George Wright, CEO of FareShare said that young people should be “looking ahead to a brighter future, not worrying about what they have to eat”.

He added: “The government also have a key role to play. The UK lags behind Europe and the US in redistribution of surplus food, where tax and legislative regimes are much more favourable. By levelling the playing field, we can make the UK a leader in tackling food waste.”

Helen Barnard, director of policy at the Trussell Trust, said that the food banks that they helped run are “a sticking plaster”. She added: “There is a generation growing up believing that a food bank in every community is normal, but it shouldn’t be this way.”

Paul Carberry, chief executive at Action for Children, said: “No young person in the UK should be worried about where their next meal is coming from.

“These figures are all the more alarming for those in or leaving the care system who often have fewer resources, smaller support networks, and no safety net. As children, many will have experienced trauma, upheaval and instability.

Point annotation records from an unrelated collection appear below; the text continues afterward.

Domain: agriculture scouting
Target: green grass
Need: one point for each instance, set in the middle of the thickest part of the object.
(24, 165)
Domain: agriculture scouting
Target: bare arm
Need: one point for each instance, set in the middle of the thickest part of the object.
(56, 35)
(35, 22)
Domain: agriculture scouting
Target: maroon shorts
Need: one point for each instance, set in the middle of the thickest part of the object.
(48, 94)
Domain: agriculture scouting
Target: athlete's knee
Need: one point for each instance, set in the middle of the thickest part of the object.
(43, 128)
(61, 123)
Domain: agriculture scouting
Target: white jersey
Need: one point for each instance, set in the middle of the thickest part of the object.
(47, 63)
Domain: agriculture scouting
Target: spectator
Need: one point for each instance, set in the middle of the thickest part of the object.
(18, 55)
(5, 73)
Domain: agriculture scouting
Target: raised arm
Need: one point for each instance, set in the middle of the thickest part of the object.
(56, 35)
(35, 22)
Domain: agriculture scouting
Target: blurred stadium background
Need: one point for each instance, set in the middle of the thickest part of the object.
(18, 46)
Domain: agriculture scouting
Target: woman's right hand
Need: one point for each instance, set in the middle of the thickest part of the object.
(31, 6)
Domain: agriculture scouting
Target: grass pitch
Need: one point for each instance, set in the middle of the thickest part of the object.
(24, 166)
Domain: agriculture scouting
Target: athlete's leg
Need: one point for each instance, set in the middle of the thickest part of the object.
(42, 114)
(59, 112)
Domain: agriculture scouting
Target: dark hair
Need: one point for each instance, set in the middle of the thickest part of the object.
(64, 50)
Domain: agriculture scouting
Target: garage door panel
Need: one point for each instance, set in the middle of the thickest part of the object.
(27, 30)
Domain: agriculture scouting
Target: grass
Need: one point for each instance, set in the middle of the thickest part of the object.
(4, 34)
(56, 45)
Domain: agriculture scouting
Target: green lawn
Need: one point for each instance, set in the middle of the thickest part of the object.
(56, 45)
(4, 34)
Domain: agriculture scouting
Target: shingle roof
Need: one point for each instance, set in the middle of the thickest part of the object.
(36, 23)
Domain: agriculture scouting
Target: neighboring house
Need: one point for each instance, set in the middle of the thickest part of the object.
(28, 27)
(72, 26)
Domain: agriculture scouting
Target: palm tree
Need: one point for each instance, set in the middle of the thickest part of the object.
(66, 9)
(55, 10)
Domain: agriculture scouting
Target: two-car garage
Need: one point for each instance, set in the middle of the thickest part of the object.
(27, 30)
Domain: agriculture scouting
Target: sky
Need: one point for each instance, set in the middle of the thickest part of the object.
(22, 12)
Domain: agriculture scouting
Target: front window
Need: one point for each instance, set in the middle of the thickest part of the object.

They shouldn’t be relying on handouts just to get by as young adults.”

Clare Bracey, from children in care charity Become, said: “We know from the young people we work with how much they struggle financially when they’re made to leave care at 18, sometimes younger, without a safety net to fall back on.

“In an ongoing cost-of-living crisis, shopping for food is often last on the list for young people trying to pay their rent and manage bills to prevent losing their home, because they’ve no one to turn to if that happens.”

Food waste charity FareShare delivers surplus food to 8,500 local charities across the UK.